2.5. Statistical Analysis
Statistical analyses were performed to compare the following echocardiographic parameters across different ACVIM stages: LA/Ao, LVIDDN, FS%, E-Vel (m/s), A-Vel (m/s) and E/A. Analyses were also conducted to compare circulating Gal-3 and TMAO concentrations in control subjects, asymptomatic subjects (dogs in ACVIM stages B1 and B2), and symptomatic subjects (dogs in ACVIM stage C). The Shapiro–Wilk test was used to assess data distribution within each group. Homogeneity of variances was evaluated using Levene’s test. For Gal-3, as the homogeneity of variances assumption was met, group comparisons were performed using a one-way analysis of variance (one-way ANOVA), followed by a Tukey’s honestly significant difference (HSD) test for post hoc pairwise comparisons. For TMAO, however, the homogeneity of variances assumption was violated, so group differences were assessed using Welch’s one-way ANOVA, with Games–Howell post hoc tests for multiple comparisons. Effect sizes were estimated using omega squared (ω2) for the one-way ANOVA model and were interpreted according to conventional thresholds. Continuous variables are reported as mean ± standard deviation (SD), median, and range. The 95% confidence intervals (95% CI) for the mean were calculated under the assumption of a t-distribution. Statistical significance was set at p < 0.05. All statistical analyses were performed using Jamovi (version 2.6.44; The Jamovi Project). A Chi-square test of independence was used to assess the association between group membership and cTnI values, and Cramér’s V was calculated as a measure of effect size. A Post hoc analysis using Pearson residuals was then performed to identify which groups contributed most strongly to the observed differences.
3. Results
Of the 22 dogs included in the study, 10 were male (4 intact and 6 neutered) and 12 were female (3 intact and 9 spayed). The mean age was 9.7 ± 3.5 years (range, 2–15 years), and the mean body weight was 11.8 ± 9.6 kg (range, 2.6–37.3 kg). Most dogs were mixed-breed (n = 8), followed by Cavalier King Charles Spaniel (n = 3), Belgian Malinois (n = 1), Chesapeake Bay Retriever (n = 1), Chihuahua (n = 1), Dachshund (n = 1), Epagneul Breton (n = 1), French Bulldog (n = 1), German Shepherd Dog (n = 1), Jack Russell Terrier (n = 1), Maltese (n = 1), Miniature Pinscher (n = 1), and Shetland Sheepdog (n = 1). Based on echocardiographic findings and the American College of Veterinary Internal Medicine (ACVIM) staging system [
1], 5 dogs were classified as stage B1, 3 as stage B2, and 8 as stage C, while 6 dogs without echocardiographic evidence of MMVD served as healthy controls (
Table 1).
All of the dogs in stage C and two of the dogs in stage B2 were on pharmacological treatment when we recruited them. The two-stage B2 dogs were treated with a combination of pimobendan, an ACE inhibitor and spironolactone. One of these dogs was also receiving furosemide for diuretic therapy. All stage C dogs were treated with a combination of pimobendan, an ACE inhibitor, spironolactone and furosemide. One canine with stage C received additional treatment involving the use of torsemide and sildenafil.
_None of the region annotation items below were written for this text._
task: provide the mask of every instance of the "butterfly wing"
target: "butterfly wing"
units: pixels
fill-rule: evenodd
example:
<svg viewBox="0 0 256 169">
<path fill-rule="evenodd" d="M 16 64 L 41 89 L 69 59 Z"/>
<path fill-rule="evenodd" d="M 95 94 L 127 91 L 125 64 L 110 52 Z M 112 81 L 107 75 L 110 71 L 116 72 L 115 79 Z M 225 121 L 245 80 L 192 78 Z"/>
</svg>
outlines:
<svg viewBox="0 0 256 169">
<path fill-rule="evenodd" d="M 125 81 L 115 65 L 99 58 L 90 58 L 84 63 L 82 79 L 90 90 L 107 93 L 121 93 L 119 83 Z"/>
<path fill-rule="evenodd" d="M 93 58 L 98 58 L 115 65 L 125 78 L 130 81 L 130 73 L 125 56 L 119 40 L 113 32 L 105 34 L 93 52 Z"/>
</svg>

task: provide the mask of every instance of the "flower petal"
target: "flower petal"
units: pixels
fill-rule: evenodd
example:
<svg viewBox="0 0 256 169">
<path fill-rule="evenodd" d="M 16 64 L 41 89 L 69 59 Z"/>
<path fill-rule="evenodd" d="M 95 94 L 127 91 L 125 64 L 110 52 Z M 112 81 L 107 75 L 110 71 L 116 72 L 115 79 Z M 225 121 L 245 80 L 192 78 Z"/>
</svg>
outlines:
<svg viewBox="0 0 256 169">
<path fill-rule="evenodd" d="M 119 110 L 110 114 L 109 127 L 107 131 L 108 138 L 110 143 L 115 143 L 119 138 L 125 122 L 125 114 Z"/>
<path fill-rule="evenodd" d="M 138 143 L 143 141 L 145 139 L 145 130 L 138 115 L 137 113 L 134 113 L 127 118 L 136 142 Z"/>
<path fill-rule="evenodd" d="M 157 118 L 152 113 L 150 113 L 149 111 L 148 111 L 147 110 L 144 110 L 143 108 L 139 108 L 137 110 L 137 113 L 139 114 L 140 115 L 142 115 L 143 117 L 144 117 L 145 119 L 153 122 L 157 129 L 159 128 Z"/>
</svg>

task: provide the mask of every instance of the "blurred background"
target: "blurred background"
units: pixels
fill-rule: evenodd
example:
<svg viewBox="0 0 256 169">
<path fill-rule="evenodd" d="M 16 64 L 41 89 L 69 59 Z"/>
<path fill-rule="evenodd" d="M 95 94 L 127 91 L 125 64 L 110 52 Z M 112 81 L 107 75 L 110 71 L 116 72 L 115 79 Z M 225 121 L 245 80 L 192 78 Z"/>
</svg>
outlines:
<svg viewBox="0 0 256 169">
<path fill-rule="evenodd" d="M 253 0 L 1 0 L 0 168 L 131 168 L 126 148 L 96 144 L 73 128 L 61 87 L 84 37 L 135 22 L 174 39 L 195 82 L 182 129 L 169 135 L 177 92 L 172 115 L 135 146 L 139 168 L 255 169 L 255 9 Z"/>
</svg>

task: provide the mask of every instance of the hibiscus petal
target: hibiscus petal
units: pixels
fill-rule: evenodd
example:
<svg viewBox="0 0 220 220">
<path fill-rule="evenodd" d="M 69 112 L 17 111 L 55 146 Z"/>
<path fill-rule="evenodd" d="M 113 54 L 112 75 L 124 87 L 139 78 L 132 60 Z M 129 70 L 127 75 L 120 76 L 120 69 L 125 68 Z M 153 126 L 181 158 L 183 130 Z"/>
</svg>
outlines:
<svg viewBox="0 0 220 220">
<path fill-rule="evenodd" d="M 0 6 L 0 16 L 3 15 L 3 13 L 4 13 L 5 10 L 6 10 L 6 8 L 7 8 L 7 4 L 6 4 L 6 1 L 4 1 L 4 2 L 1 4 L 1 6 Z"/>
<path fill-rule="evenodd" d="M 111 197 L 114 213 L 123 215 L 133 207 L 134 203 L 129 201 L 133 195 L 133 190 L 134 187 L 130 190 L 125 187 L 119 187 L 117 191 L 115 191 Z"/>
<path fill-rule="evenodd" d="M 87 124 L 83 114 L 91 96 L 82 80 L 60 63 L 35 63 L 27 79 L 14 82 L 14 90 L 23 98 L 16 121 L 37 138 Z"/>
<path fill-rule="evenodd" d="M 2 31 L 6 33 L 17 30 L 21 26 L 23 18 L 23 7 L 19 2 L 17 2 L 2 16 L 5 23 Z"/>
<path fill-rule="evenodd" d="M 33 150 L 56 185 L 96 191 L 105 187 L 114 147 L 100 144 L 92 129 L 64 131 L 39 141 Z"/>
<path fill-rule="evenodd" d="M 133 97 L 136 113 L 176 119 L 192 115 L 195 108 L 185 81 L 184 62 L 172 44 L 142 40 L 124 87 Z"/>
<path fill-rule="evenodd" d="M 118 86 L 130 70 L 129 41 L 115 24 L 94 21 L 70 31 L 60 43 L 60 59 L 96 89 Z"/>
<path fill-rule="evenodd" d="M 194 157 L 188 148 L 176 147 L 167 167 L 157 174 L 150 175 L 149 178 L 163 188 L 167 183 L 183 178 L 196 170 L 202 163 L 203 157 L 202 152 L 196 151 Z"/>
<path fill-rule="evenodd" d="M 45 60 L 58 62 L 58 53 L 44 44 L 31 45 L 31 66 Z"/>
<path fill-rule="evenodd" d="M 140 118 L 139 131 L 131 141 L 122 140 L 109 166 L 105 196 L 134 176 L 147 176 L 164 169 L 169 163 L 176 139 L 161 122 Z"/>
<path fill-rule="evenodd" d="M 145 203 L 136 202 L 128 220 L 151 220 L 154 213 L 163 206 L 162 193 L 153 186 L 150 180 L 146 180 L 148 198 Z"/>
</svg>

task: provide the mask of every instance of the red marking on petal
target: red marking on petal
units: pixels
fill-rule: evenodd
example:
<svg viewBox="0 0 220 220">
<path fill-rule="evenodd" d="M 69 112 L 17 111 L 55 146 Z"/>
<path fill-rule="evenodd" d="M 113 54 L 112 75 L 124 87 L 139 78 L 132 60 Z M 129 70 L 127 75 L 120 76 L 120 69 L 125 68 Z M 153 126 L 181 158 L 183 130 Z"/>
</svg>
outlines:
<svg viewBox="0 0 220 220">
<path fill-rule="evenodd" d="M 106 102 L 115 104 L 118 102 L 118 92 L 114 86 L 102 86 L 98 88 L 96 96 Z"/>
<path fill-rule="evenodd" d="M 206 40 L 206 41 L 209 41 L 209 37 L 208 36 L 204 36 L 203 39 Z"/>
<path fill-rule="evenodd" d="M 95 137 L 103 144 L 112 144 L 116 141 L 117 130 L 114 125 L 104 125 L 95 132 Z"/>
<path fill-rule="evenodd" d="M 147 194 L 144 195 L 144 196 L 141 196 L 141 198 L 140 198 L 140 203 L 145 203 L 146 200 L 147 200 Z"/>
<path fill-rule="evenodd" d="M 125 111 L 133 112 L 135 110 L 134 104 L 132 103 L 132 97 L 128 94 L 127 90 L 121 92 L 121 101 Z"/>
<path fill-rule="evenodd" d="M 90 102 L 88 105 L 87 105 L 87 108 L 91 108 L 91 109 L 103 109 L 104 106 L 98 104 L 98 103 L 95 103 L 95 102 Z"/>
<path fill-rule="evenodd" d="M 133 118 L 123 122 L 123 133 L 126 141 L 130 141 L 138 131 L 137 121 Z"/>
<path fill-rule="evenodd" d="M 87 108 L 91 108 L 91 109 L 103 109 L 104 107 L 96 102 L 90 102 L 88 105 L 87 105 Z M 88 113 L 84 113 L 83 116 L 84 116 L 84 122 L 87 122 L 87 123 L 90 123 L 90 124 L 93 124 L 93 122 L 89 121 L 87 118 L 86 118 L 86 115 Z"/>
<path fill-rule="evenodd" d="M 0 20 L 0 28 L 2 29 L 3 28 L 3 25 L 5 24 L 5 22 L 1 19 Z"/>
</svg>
Left cardiac chamber enlargement was assessed using the LA/Ao ratio and LVIDDN. There were significant differences in both parameters across ACVIM stages (p < 0.001 for both). Post hoc analysis revealed significantly higher LA/Ao values in stage C dogs compared with healthy controls (p < 0.001) and stages B1 (p < 0.001) and B2 (p = 0.009). Similarly, LVIDDN values were significantly higher in stage C dogs than in healthy controls (p < 0.001) and stage B1 dogs (p = 0.001). Overall, both parameters showed a progressive increase with advancing disease severity, as defined by the ACVIM staging system. Left ventricular systolic function, as assessed by fractional shortening (FS%), also differed significantly across ACVIM stages (p = 0.016), with higher values observed in stage C dogs compared with those in healthy controls (p = 0.012).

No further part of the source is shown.